Heishindo Merchant House
Tsuruoka City, in Yamagata Prefecture, was once the heart of the Shonai Domain, a warrior clan that pledged loyalty to the Tokugawa Shogunate during the Edo Period (1603-1868). After the Boshin War had defeated the shogunate system, the Shonai Clan samurais were referred to as renegades. To get rid of their bad reputation and restore its old clan's honor, they decided to take part in the new government's industrial effort and chose to put every bit of their energy into silk-farming. They wanted to control every step of the fabrication process: from the cultivation of mulberry leaves for the silkworms to feed on to weaving to the manufacture of finished products.
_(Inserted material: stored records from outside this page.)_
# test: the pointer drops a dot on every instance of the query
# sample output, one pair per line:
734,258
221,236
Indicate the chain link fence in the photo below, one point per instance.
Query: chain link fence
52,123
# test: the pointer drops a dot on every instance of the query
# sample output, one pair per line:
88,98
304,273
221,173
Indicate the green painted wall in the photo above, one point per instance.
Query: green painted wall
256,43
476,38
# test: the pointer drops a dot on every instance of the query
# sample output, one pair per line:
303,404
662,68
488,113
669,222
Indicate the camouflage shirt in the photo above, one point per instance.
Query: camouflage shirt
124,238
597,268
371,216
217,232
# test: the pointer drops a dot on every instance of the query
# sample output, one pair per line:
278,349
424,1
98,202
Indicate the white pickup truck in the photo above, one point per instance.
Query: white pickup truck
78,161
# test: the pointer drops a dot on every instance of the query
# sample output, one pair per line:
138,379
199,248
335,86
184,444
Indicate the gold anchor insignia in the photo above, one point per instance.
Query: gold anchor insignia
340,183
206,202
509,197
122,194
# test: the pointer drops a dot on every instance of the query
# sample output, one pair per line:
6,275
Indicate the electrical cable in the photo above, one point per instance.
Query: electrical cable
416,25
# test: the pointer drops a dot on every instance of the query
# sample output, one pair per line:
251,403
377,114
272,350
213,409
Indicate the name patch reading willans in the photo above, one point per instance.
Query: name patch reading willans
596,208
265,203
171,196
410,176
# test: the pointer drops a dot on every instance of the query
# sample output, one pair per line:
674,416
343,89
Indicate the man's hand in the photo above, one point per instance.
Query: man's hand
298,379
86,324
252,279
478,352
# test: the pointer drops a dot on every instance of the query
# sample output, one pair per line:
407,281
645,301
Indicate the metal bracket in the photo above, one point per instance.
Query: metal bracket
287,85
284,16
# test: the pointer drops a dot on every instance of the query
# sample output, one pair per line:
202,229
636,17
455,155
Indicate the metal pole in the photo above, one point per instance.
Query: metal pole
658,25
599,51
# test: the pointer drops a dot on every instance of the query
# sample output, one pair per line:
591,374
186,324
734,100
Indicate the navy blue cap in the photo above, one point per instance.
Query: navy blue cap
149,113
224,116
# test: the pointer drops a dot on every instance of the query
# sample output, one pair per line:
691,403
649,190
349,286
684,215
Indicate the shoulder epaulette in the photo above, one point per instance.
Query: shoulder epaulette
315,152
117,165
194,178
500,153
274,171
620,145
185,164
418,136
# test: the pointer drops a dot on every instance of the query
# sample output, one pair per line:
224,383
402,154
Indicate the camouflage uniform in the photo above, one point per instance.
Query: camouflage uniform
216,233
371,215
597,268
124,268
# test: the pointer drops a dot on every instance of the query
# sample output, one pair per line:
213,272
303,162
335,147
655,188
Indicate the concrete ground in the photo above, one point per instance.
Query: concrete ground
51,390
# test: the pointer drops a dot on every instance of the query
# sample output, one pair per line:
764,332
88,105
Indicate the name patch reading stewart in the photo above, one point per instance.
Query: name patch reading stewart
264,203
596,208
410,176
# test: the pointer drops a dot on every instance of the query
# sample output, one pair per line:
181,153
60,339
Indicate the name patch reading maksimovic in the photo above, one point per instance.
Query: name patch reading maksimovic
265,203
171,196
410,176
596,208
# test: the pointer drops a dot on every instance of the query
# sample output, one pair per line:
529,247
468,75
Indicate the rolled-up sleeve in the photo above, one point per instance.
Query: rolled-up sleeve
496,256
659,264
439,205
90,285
In 2017, the samurais' silk farms: Matsugaoka's Silk farms were registered as a "Japan Heritage." Today, visitors can see the machines used for more than 150 years and still active and discover how our samurais worked, since we always use the same techniques. The history of Tsuruoka's silk and the transmission of ancestral knowledge were some of the reasons why Matsugaoka became a Japan Heritage.
At Matsugaoka's Silk Farms, visitors can discover in the "Archive Building" (shiryôkan 資料館) how the Samurai Silk is still produced by visiting the differents wooden buildings that compose this 19th-century historical site.